Service d'imagerie médicale, centre hospitalier universitaire de Nantes, 1, place Alexis-Ricordeau, 44093 Nantes, France.
Rev Stomatol Chir Maxillofac Chir Orale. 2014 Jun;115(3):188-91. doi: 10.1016/j.revsto.2014.03.006. Epub 2014 May 3.
Churg-Strauss syndrome is a rare systemic vascularitis. This disease causes eosinophilic tissue infiltration. The most frequent manifestations are cortico-dependent asthma, mono- or polyneuropathy, paranasal sinus polyposis, and digestive and renal dysfunction. Salivary glands are very rarely involved.
We describe a case of CSS in a patient presenting with bilateral parotid swelling. The morphological study of salivary glands revealed an unusual thickening of the salivary duct walls.

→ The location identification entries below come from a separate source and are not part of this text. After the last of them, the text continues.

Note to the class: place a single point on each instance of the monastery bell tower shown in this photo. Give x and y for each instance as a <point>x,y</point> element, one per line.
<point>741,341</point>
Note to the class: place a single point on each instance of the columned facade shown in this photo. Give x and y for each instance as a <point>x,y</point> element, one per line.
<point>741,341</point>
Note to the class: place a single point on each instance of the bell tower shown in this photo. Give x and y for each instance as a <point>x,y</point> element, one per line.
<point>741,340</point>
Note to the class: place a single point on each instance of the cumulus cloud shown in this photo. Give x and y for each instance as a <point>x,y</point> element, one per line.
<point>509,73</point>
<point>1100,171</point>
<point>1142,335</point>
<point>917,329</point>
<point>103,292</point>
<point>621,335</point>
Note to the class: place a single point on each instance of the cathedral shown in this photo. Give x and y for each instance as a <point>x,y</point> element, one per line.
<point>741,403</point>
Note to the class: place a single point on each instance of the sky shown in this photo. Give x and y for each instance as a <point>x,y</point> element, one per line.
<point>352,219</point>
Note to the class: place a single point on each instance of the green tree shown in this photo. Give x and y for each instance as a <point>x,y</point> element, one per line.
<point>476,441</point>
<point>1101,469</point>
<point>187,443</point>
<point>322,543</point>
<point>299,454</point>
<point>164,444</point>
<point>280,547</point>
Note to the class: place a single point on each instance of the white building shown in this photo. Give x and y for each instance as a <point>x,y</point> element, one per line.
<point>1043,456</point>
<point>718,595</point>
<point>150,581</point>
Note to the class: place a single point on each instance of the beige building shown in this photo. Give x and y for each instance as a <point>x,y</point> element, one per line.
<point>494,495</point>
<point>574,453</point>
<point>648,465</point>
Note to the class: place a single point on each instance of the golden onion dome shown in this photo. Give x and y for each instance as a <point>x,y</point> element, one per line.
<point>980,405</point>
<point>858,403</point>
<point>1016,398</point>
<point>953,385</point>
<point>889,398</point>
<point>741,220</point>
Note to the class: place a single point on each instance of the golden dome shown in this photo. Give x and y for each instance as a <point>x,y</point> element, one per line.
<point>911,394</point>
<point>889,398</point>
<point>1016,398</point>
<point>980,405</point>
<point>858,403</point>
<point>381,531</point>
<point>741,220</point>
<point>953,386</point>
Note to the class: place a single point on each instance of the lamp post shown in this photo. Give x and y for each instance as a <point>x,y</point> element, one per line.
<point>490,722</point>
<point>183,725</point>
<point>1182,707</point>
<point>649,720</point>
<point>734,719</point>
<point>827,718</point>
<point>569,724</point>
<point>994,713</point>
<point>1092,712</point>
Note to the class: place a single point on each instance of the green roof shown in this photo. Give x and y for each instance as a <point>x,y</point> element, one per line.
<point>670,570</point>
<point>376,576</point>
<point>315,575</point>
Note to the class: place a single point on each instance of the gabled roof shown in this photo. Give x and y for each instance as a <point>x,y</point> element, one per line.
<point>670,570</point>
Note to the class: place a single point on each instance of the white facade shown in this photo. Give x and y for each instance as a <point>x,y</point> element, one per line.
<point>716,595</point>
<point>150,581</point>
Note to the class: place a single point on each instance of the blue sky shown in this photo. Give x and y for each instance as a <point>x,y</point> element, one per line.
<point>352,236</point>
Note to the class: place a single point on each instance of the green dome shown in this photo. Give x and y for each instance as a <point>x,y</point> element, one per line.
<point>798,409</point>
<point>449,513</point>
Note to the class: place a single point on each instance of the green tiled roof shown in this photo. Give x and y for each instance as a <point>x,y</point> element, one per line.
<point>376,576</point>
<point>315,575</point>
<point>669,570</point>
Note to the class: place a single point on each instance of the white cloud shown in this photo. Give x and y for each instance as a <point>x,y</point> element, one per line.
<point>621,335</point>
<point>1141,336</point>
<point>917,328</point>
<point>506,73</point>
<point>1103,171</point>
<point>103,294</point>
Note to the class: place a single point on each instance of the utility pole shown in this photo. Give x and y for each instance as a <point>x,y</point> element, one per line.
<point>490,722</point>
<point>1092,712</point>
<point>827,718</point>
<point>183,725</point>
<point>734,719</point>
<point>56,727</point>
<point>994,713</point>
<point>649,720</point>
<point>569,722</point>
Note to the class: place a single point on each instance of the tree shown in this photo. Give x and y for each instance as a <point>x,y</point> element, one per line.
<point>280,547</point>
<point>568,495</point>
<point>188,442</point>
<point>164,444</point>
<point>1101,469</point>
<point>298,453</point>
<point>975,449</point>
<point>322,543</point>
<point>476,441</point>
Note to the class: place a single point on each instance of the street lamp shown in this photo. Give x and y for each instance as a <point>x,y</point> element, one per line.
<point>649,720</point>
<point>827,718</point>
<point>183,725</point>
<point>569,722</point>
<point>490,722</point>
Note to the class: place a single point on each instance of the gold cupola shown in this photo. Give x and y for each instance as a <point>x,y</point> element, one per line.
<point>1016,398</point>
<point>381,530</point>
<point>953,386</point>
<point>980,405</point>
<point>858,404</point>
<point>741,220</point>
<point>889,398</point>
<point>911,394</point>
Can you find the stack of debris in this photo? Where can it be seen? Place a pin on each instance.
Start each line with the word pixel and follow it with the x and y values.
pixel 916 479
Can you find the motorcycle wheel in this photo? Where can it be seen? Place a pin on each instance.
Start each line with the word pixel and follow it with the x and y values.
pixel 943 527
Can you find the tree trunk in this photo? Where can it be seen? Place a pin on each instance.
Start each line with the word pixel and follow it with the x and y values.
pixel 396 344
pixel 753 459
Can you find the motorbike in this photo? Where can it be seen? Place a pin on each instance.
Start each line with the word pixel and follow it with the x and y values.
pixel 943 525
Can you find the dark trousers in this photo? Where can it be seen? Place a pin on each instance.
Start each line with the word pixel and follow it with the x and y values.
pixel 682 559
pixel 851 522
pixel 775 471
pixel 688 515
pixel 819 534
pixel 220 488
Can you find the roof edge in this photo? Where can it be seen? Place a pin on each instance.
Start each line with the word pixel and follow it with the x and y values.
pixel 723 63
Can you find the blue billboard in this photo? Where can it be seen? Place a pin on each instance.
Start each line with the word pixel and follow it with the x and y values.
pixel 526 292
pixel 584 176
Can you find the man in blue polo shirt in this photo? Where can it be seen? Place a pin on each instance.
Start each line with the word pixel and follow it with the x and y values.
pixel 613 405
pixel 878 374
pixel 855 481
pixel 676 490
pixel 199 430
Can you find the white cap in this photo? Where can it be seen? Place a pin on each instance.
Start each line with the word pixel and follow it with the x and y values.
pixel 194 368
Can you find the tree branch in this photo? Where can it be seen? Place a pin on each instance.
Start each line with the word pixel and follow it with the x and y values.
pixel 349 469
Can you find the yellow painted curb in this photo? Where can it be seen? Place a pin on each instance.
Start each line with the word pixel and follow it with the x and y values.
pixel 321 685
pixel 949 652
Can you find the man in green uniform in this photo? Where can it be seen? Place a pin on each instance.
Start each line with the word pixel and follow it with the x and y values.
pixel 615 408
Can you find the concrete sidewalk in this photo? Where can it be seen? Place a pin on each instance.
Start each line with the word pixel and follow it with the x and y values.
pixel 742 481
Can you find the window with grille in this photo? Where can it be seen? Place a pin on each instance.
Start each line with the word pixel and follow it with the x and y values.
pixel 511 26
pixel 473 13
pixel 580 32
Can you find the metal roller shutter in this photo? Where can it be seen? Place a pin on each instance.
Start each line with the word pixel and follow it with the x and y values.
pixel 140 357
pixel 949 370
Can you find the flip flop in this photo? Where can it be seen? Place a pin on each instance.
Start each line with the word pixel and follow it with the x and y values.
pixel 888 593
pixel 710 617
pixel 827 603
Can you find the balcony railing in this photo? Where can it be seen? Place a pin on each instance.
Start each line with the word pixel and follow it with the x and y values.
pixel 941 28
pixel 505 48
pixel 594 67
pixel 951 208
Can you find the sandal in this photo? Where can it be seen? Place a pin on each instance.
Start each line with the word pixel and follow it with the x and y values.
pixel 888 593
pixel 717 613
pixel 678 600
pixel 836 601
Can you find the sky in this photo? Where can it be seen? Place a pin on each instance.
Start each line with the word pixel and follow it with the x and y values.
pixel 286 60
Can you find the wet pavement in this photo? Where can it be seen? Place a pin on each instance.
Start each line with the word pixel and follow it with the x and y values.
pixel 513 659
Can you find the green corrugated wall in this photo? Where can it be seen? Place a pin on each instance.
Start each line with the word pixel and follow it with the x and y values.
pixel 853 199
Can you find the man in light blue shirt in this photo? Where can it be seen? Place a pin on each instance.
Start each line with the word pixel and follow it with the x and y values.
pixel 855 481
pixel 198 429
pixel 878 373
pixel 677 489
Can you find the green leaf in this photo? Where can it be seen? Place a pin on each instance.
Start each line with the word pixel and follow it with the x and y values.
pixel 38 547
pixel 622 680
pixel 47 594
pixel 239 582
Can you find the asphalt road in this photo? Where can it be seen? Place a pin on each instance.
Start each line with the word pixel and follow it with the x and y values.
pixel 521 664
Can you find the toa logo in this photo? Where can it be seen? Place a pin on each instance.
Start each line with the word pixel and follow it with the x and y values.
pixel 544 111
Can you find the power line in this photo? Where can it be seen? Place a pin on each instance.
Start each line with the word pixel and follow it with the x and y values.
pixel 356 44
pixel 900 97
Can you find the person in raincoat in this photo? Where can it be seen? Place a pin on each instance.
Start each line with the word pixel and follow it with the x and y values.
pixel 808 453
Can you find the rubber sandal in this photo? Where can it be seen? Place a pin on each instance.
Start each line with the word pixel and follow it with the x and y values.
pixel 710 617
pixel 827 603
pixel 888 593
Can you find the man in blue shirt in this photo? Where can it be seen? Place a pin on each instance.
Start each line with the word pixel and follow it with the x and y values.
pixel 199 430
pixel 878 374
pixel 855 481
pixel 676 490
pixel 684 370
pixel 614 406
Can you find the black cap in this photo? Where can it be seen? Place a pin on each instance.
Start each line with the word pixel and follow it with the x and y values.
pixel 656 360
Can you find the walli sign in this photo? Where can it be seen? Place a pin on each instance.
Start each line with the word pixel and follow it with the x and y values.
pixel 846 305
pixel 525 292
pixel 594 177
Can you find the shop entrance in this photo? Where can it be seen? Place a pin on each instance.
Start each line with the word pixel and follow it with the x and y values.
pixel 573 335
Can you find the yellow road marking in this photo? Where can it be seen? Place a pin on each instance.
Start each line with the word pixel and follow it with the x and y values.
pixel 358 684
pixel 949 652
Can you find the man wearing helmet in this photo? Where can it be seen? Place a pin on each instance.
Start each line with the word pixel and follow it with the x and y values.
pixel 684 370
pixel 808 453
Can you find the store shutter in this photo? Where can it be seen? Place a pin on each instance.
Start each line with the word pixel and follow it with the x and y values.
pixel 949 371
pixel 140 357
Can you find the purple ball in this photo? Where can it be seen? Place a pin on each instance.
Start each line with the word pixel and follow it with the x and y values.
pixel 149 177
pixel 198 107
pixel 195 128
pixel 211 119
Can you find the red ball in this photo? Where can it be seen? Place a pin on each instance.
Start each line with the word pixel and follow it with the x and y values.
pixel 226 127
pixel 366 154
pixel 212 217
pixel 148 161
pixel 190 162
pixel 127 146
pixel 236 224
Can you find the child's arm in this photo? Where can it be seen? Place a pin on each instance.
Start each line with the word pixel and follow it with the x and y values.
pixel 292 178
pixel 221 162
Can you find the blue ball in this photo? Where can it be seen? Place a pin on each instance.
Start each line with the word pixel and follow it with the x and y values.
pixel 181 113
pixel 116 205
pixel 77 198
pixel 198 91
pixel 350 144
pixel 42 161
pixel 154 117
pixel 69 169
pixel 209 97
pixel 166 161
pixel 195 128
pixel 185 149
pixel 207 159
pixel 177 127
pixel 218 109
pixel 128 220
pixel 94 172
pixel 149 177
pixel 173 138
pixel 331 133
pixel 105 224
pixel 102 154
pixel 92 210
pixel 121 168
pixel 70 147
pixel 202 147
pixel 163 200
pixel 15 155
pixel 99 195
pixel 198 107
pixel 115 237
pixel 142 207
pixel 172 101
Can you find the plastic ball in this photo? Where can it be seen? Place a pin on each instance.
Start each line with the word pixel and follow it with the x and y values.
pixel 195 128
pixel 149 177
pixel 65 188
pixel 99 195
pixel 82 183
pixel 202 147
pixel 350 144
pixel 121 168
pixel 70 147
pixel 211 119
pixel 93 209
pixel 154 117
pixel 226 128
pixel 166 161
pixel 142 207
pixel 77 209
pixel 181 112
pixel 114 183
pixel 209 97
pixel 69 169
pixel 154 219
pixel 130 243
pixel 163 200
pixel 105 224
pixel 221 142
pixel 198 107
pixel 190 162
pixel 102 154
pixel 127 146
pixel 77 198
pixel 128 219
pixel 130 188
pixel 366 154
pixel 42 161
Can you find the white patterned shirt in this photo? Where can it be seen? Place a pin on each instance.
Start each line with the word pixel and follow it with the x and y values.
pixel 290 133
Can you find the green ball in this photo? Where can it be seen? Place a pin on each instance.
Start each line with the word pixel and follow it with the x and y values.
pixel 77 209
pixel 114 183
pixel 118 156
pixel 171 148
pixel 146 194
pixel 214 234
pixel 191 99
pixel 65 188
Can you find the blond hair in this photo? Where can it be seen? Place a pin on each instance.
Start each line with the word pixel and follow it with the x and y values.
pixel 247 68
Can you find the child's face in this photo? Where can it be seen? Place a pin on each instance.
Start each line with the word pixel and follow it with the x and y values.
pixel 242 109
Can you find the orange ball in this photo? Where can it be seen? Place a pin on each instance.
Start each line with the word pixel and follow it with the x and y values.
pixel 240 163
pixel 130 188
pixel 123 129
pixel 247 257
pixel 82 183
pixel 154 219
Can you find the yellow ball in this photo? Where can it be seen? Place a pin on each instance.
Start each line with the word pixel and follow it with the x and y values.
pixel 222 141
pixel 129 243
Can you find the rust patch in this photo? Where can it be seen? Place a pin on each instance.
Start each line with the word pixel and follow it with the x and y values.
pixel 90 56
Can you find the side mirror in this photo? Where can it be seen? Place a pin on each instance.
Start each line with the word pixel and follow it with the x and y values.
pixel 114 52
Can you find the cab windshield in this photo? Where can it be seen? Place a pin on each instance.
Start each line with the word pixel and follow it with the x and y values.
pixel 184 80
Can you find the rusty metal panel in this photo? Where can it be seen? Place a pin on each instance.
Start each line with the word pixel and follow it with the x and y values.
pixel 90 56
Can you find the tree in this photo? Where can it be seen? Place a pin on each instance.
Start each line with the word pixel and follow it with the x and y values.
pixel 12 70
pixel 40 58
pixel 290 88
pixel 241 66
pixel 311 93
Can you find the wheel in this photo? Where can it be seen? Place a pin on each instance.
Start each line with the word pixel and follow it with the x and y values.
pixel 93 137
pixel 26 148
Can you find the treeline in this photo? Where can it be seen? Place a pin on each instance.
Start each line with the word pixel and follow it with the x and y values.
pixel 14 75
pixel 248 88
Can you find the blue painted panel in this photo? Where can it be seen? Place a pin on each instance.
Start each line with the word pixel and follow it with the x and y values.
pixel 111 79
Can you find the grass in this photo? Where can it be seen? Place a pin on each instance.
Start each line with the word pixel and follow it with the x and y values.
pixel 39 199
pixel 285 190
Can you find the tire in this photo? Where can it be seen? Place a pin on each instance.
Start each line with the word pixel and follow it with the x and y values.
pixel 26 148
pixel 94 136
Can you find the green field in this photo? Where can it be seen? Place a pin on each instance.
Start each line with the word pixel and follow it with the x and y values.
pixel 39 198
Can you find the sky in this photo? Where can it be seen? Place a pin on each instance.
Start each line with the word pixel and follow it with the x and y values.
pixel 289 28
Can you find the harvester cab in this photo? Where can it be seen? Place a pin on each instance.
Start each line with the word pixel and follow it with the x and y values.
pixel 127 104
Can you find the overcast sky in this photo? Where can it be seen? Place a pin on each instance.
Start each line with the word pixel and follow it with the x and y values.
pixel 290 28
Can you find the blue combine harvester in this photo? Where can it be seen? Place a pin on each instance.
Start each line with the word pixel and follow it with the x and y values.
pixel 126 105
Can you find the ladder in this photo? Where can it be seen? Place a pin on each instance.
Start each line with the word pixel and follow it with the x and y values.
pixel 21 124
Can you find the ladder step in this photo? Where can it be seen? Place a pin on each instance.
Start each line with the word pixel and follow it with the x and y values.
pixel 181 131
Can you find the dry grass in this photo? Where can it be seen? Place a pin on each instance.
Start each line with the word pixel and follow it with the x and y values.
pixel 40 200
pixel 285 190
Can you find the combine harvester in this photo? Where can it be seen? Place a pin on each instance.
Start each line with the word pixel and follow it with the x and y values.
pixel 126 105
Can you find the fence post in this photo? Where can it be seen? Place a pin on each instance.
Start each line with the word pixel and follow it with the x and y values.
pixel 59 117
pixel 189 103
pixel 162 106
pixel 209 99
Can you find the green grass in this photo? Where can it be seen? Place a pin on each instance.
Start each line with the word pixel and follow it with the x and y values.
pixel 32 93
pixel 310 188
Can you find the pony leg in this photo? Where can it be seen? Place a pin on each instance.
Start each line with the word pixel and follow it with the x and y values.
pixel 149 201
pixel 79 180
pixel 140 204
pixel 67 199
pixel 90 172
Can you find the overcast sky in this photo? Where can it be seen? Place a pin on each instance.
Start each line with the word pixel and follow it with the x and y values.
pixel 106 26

Salivary gland involvement in Churg and Strauss syndrome can be difficult to demonstrate histologically; it does not usually present in the clinical foreground of the disease, and can be a source of misdiagnosis. The biopsy should be performed in the symptomatic gland, away from any previous corticoid treatment.
变应性肉芽肿性血管炎是一种罕见的系统性血管炎。这种疾病会导致嗜酸性粒细胞组织浸润。最常见的表现是皮质激素依赖型哮喘、单神经或多神经病、鼻旁窦息肉病以及消化和肾功能障碍。唾液腺极少受累。
我们描述了一例以双侧腮腺肿大为表现的变应性肉芽肿性血管炎患者。唾液腺的形态学研究显示唾液腺导管壁出现异常增厚。
变应性肉芽肿性血管炎累及唾液腺在组织学上可能难以证实;它通常不出现在该疾病的临床主要表现中,并且可能是误诊的一个原因。活检应在有症状的腺体进行,且要远离之前的任何皮质类固醇治疗。